Hinatea prend soin de faire comprendre la dimension temporelle de son travail : “Quand les gens nous demandent combien de temps on a mis, j’inclus les années de pousse de l’arbre, parce que toutes les semaines il faut aller retirer les bourgeons pour ne pas avoir de nœuds, donc je dis ‘deux ans, et huit semaines de fermentation, deux semaines de battage et quatre jours de peinture’…c’est intéressant parce qu’ils prennent conscience que ce n’est pas juste un papier ou un canevas qu’on va chercher au magasin.”

La biennale est aussi un marché. Hinatea va revoir les représentants de la Fondation Cartier, qui avaient déjà fait l’acquisition d’un tapa lors de la Biennale de Sydney en mars 2024. Et un acheteur a déjà promis de lui passer commande. 

Pour Miriama, c’est l’occasion de partager un nouveau cycle de travail sur “l’empreinte du vivant” qui s’inspire des feuilles qu’elle collecte dans les îles.
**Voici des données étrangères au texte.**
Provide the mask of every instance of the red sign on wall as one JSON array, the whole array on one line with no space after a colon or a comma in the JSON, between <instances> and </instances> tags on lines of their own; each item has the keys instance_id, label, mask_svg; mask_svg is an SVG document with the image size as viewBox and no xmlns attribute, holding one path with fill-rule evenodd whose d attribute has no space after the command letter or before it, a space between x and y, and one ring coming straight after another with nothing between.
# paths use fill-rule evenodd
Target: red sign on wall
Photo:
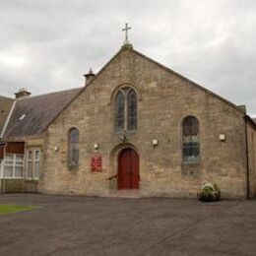
<instances>
[{"instance_id":1,"label":"red sign on wall","mask_svg":"<svg viewBox=\"0 0 256 256\"><path fill-rule=\"evenodd\" d=\"M99 172L102 170L102 159L100 154L95 153L91 159L92 172Z\"/></svg>"}]
</instances>

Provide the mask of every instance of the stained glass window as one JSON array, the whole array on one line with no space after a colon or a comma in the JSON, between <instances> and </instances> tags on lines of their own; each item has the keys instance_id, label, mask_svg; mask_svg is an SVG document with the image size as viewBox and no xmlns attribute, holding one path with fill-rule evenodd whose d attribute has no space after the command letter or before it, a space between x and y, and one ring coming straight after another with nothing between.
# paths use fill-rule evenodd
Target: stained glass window
<instances>
[{"instance_id":1,"label":"stained glass window","mask_svg":"<svg viewBox=\"0 0 256 256\"><path fill-rule=\"evenodd\" d=\"M72 128L69 131L69 165L76 166L79 163L79 131Z\"/></svg>"},{"instance_id":2,"label":"stained glass window","mask_svg":"<svg viewBox=\"0 0 256 256\"><path fill-rule=\"evenodd\" d=\"M119 92L115 98L115 130L124 129L124 95Z\"/></svg>"},{"instance_id":3,"label":"stained glass window","mask_svg":"<svg viewBox=\"0 0 256 256\"><path fill-rule=\"evenodd\" d=\"M137 96L134 90L130 90L127 96L127 130L137 128Z\"/></svg>"},{"instance_id":4,"label":"stained glass window","mask_svg":"<svg viewBox=\"0 0 256 256\"><path fill-rule=\"evenodd\" d=\"M187 116L182 124L183 161L198 161L200 157L199 121L194 116Z\"/></svg>"}]
</instances>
Son installation est faite de papier à base de feuilles de bananier réalisées par l’entreprise Biobase et de feuilles de tapa faites par Hinatea et son compagnon Moe Meder. “C’est important pour nous Polynésiens parce qu’on n’a pas l’habitude d’être sur des scènes aussi grandes, d’être devant un public aussi grand et aussi différent, c’est important de s’y confronter, dit-elle. Forcément en Europe, on n’a pas les mêmes références, il y a la nécessité évidemment de rester authentique, de rester dans sa culture, de rester dans sa propre expression mais aussi d’intégrer des codes européens.”